### Import all the required libraries

In [209]:
import os
import sys
import json
import time
import logging
import data_helper
import numpy as np
import pandas as pd
import tensorflow as tf
from text_cnn import TextCNN
from tensorflow.contrib import learn
from sklearn.model_selection import train_test_split
import warnings
warnings.filterwarnings('ignore')

### train_cnn - driver function for this respository. 
#### train_cnn takes two agruments
    ### 1. entire data (features and labels)
    ### 2. parameter values for CNN
#### It first calls data_helper class which does the data cleaning and preprocessing. 

In [212]:
def train_cnn(train_file, parameter_file):
    """Step 0: load sentences, labels, and training parameters"""
    x_raw, y_raw, df, labels = data_helper.load_data_and_labels(train_file)

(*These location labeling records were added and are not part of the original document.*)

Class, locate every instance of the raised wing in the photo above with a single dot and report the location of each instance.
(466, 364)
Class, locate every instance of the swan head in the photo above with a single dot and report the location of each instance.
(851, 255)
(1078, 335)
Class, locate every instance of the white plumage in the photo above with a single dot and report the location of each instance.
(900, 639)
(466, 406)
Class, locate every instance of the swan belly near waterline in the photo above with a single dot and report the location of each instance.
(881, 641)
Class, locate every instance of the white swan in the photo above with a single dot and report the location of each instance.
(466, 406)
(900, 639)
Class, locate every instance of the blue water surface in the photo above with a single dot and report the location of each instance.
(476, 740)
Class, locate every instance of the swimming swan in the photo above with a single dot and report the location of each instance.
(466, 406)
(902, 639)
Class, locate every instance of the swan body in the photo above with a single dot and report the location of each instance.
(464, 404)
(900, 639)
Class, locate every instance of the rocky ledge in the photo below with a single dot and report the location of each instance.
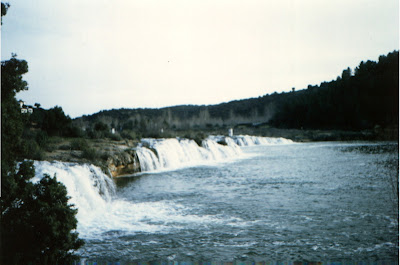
(116, 158)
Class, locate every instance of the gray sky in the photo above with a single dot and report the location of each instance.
(90, 55)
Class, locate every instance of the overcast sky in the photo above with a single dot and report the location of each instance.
(90, 55)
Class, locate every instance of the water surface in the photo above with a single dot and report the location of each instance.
(299, 202)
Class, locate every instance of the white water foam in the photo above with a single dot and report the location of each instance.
(158, 154)
(248, 140)
(100, 211)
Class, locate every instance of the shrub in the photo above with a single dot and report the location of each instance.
(79, 144)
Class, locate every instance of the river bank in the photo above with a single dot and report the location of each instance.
(118, 157)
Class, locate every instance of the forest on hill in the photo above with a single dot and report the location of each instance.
(359, 99)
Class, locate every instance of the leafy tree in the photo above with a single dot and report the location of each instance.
(37, 223)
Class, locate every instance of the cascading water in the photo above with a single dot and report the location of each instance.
(156, 154)
(247, 140)
(100, 210)
(90, 189)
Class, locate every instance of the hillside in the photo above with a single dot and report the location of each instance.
(361, 99)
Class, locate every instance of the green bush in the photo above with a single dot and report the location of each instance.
(79, 144)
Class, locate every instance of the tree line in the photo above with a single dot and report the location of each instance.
(358, 99)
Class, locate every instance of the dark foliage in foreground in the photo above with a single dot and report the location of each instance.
(37, 223)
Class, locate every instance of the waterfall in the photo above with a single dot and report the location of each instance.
(89, 188)
(156, 154)
(247, 140)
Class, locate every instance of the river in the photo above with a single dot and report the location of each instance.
(325, 201)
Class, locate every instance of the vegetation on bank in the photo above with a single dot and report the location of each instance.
(38, 225)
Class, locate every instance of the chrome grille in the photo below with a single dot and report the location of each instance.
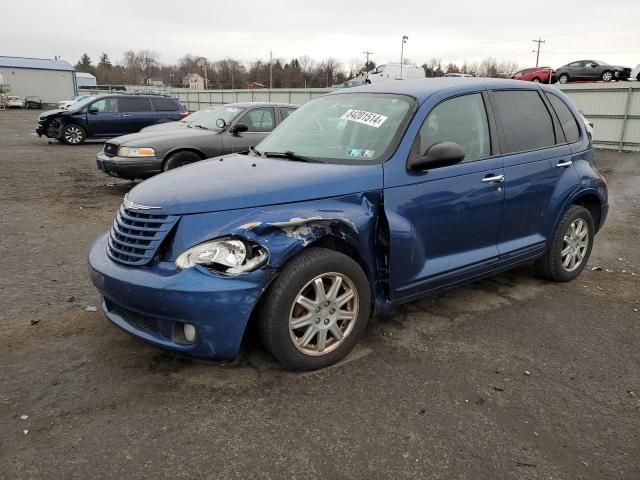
(136, 237)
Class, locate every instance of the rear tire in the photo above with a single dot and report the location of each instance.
(73, 135)
(179, 159)
(307, 293)
(570, 246)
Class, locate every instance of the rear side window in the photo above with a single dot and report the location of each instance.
(462, 120)
(286, 111)
(526, 122)
(164, 105)
(134, 104)
(567, 120)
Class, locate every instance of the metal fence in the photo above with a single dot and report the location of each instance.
(614, 108)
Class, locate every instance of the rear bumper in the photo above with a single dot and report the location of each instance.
(129, 168)
(152, 303)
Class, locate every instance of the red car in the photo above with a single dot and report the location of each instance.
(537, 74)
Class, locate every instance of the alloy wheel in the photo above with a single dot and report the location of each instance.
(73, 135)
(575, 245)
(324, 313)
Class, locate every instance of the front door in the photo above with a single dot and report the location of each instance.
(103, 118)
(261, 121)
(444, 222)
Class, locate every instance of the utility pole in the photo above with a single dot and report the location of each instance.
(270, 69)
(404, 40)
(367, 53)
(539, 41)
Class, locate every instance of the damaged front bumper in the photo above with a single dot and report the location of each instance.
(153, 303)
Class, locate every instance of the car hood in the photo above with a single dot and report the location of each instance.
(241, 181)
(155, 137)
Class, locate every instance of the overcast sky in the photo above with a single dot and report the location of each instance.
(455, 30)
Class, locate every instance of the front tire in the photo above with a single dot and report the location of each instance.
(570, 246)
(73, 135)
(179, 159)
(316, 311)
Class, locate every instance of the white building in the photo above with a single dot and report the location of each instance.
(52, 80)
(85, 80)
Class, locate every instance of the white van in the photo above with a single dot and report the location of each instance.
(392, 71)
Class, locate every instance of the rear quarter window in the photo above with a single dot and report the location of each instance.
(134, 104)
(567, 120)
(164, 105)
(526, 122)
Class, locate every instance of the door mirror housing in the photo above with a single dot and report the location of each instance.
(239, 128)
(441, 154)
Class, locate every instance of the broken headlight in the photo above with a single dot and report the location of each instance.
(226, 255)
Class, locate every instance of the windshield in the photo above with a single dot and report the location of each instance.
(207, 117)
(346, 128)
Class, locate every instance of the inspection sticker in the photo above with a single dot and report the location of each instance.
(367, 118)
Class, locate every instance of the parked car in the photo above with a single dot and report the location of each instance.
(536, 74)
(392, 71)
(12, 101)
(591, 70)
(231, 128)
(33, 102)
(108, 116)
(72, 100)
(183, 122)
(364, 199)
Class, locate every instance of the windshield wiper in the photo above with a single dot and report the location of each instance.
(253, 150)
(291, 156)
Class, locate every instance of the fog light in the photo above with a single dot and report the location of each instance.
(189, 332)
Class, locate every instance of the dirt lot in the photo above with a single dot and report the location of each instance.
(439, 389)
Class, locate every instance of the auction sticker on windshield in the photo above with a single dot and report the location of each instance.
(366, 118)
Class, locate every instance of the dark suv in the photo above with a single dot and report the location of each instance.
(108, 116)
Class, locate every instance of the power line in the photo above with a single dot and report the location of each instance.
(539, 41)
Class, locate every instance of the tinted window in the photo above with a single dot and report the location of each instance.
(105, 105)
(567, 120)
(164, 105)
(286, 111)
(259, 119)
(525, 119)
(133, 104)
(462, 120)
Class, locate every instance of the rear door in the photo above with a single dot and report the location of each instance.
(103, 118)
(261, 121)
(445, 221)
(136, 112)
(537, 170)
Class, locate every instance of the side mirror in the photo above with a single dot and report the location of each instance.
(239, 128)
(441, 154)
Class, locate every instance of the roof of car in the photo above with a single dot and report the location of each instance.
(422, 89)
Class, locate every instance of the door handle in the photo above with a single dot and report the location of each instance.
(493, 178)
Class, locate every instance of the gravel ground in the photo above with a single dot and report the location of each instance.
(510, 377)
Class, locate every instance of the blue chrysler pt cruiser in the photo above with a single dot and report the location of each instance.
(362, 200)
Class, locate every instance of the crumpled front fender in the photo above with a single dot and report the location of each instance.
(285, 230)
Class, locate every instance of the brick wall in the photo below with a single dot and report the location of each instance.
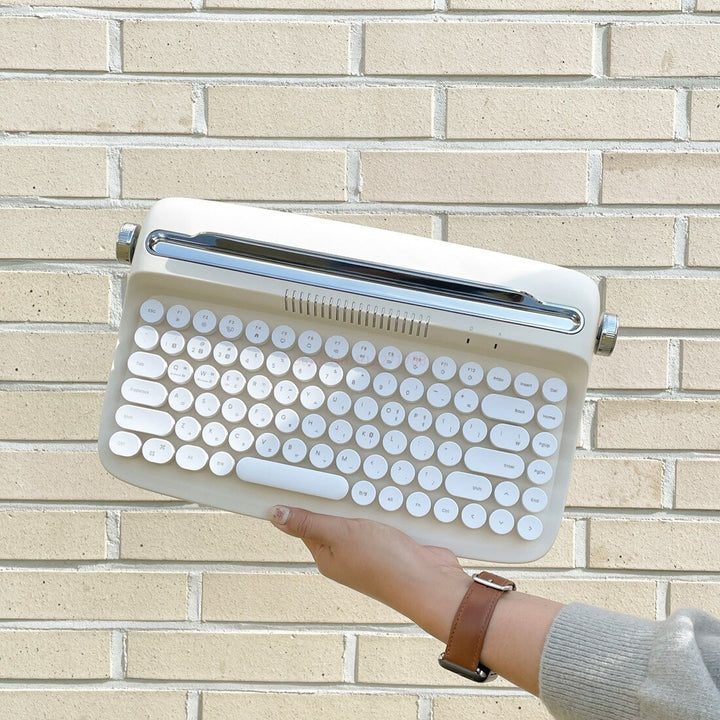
(584, 133)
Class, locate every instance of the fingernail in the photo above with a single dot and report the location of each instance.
(280, 514)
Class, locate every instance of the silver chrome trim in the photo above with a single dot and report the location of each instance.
(377, 281)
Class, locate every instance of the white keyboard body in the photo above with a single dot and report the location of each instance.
(377, 383)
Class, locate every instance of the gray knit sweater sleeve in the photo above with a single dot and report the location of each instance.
(599, 665)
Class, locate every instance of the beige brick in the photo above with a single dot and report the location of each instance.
(478, 48)
(33, 43)
(703, 595)
(56, 356)
(616, 483)
(317, 112)
(234, 174)
(66, 171)
(560, 113)
(73, 704)
(474, 177)
(209, 536)
(682, 545)
(697, 485)
(51, 233)
(231, 656)
(658, 424)
(72, 595)
(700, 363)
(634, 364)
(63, 475)
(661, 178)
(663, 50)
(579, 241)
(261, 597)
(52, 535)
(664, 302)
(49, 415)
(237, 48)
(703, 245)
(273, 705)
(95, 107)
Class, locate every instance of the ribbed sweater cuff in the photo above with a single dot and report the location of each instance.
(593, 663)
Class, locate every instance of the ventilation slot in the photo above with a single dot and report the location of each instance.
(368, 315)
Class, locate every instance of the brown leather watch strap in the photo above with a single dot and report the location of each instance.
(467, 635)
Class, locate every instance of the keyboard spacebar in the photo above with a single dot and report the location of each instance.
(290, 477)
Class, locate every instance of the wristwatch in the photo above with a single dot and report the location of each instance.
(467, 635)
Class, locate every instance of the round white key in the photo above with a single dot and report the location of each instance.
(207, 405)
(321, 456)
(390, 358)
(191, 457)
(554, 390)
(294, 450)
(357, 379)
(507, 493)
(304, 369)
(444, 368)
(447, 425)
(221, 463)
(446, 510)
(544, 444)
(225, 353)
(152, 311)
(473, 516)
(347, 461)
(267, 445)
(260, 415)
(241, 439)
(252, 358)
(158, 451)
(526, 384)
(283, 337)
(214, 434)
(336, 347)
(232, 382)
(124, 444)
(375, 466)
(367, 437)
(471, 374)
(529, 527)
(385, 384)
(422, 448)
(394, 442)
(418, 504)
(287, 420)
(309, 342)
(230, 327)
(549, 417)
(363, 492)
(390, 498)
(180, 399)
(313, 426)
(234, 410)
(146, 337)
(430, 478)
(187, 429)
(178, 317)
(402, 472)
(498, 379)
(501, 522)
(204, 321)
(539, 472)
(257, 332)
(411, 389)
(199, 348)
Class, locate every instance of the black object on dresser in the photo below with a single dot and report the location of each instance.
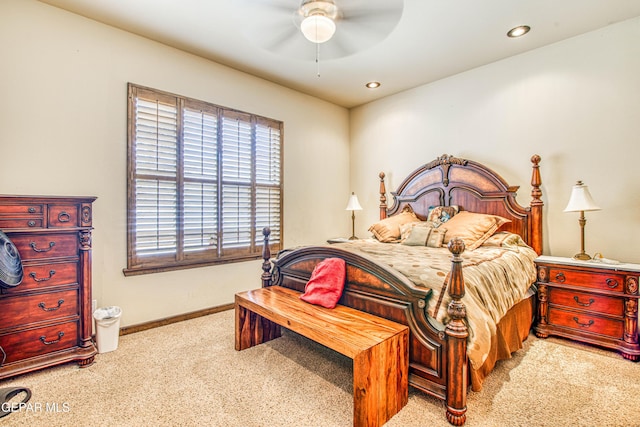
(46, 319)
(588, 301)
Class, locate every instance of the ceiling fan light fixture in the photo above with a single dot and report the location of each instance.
(318, 28)
(518, 31)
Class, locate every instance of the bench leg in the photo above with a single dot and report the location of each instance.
(381, 382)
(252, 329)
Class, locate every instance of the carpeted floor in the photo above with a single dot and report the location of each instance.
(188, 374)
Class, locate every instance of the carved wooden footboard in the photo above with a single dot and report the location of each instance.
(437, 353)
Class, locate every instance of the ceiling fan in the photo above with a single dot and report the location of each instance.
(297, 29)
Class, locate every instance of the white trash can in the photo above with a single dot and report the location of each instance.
(107, 328)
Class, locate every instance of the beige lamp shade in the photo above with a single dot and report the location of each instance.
(581, 199)
(353, 204)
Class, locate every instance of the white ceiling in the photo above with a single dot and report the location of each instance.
(433, 39)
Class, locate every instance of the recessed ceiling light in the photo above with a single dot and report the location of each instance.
(518, 31)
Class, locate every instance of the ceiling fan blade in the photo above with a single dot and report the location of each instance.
(274, 26)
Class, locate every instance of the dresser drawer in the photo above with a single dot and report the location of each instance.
(585, 322)
(584, 301)
(46, 245)
(35, 342)
(609, 281)
(39, 307)
(20, 210)
(41, 277)
(63, 216)
(7, 223)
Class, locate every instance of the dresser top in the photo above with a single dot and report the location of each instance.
(590, 263)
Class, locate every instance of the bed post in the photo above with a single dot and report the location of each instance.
(457, 334)
(383, 197)
(266, 256)
(536, 206)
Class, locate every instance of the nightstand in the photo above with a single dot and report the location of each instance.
(588, 301)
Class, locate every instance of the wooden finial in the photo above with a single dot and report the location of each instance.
(383, 197)
(266, 256)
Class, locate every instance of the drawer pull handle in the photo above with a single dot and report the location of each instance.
(42, 279)
(584, 325)
(45, 342)
(584, 304)
(64, 217)
(33, 246)
(42, 305)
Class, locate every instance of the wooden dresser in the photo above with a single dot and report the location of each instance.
(591, 302)
(46, 319)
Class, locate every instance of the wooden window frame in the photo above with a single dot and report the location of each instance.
(258, 176)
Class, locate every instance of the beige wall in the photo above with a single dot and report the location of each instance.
(575, 103)
(63, 83)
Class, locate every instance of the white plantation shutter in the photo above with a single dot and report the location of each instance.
(156, 161)
(203, 182)
(200, 196)
(237, 160)
(268, 195)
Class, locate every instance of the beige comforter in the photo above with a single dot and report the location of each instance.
(496, 276)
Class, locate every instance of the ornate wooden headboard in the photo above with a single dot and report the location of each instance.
(473, 187)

    #for keys,values in label_dict.items():
    #    print(keys)
    #    print(values)
        
    params = json.loads(open(parameter_file).read())
    
    """Step 1: pad each sentence to the same length and map each word to an id"""
    max_document_length = max([len(x.split(' ')) for x in x_raw])
    print('The maximum length of all sentences: {}'.format(max_document_length))
    print('\n')
    vocab_processor = learn.preprocessing.VocabularyProcessor(max_document_length)
    x = np.array(list(vocab_processor.fit_transform(x_raw)))
    y = np.array(y_raw)
    
    """Step 2: split the original dataset into train and test sets"""
    x_, x_test, y_, y_test = train_test_split(x, y, test_size=0.1, random_state=42)

    """Step 3: shuffle the train set and split the train set into train and validation sets"""
    shuffle_indices = np.random.permutation(np.arange(len(y_)))
    x_shuffled = x_[shuffle_indices]
    y_shuffled = y_[shuffle_indices]
    x_train, x_val, y_train, y_val = train_test_split(x_shuffled, y_shuffled, test_size=0.1)

    """Step 4: save the labels into labels.json"""
    with open('./labels.json', 'w') as outfile:
        json.dump(labels, outfile, indent=4)
    print('x_train: {}, x_val: {}, x_test: {}'.format(len(x_train), len(x_val), len(x_test)))
    print('y_train: {}, y_val: {}, y_test: {}'.format(len(y_train), len(y_val), len(y_test)))
    print('\n')
    """Step 5: build a graph and cnn object"""
    graph = tf.Graph()
    with graph.as_default():
        session_conf = tf.ConfigProto(allow_soft_placement=True, log_device_placement=False)
        sess = tf.Session(config=session_conf)
        with sess.as_default():
            cnn = TextCNN(
                sequence_length=x_train.shape[1],
                num_classes=y_train.shape[1],
                vocab_size=len(vocab_processor.vocabulary_),
                embedding_size=params['embedding_dim'],
                filter_sizes=list(map(int, params['filter_sizes'].split(","))),
                num_filters=params['num_filters'],
                l2_reg_lambda=params['l2_reg_lambda'])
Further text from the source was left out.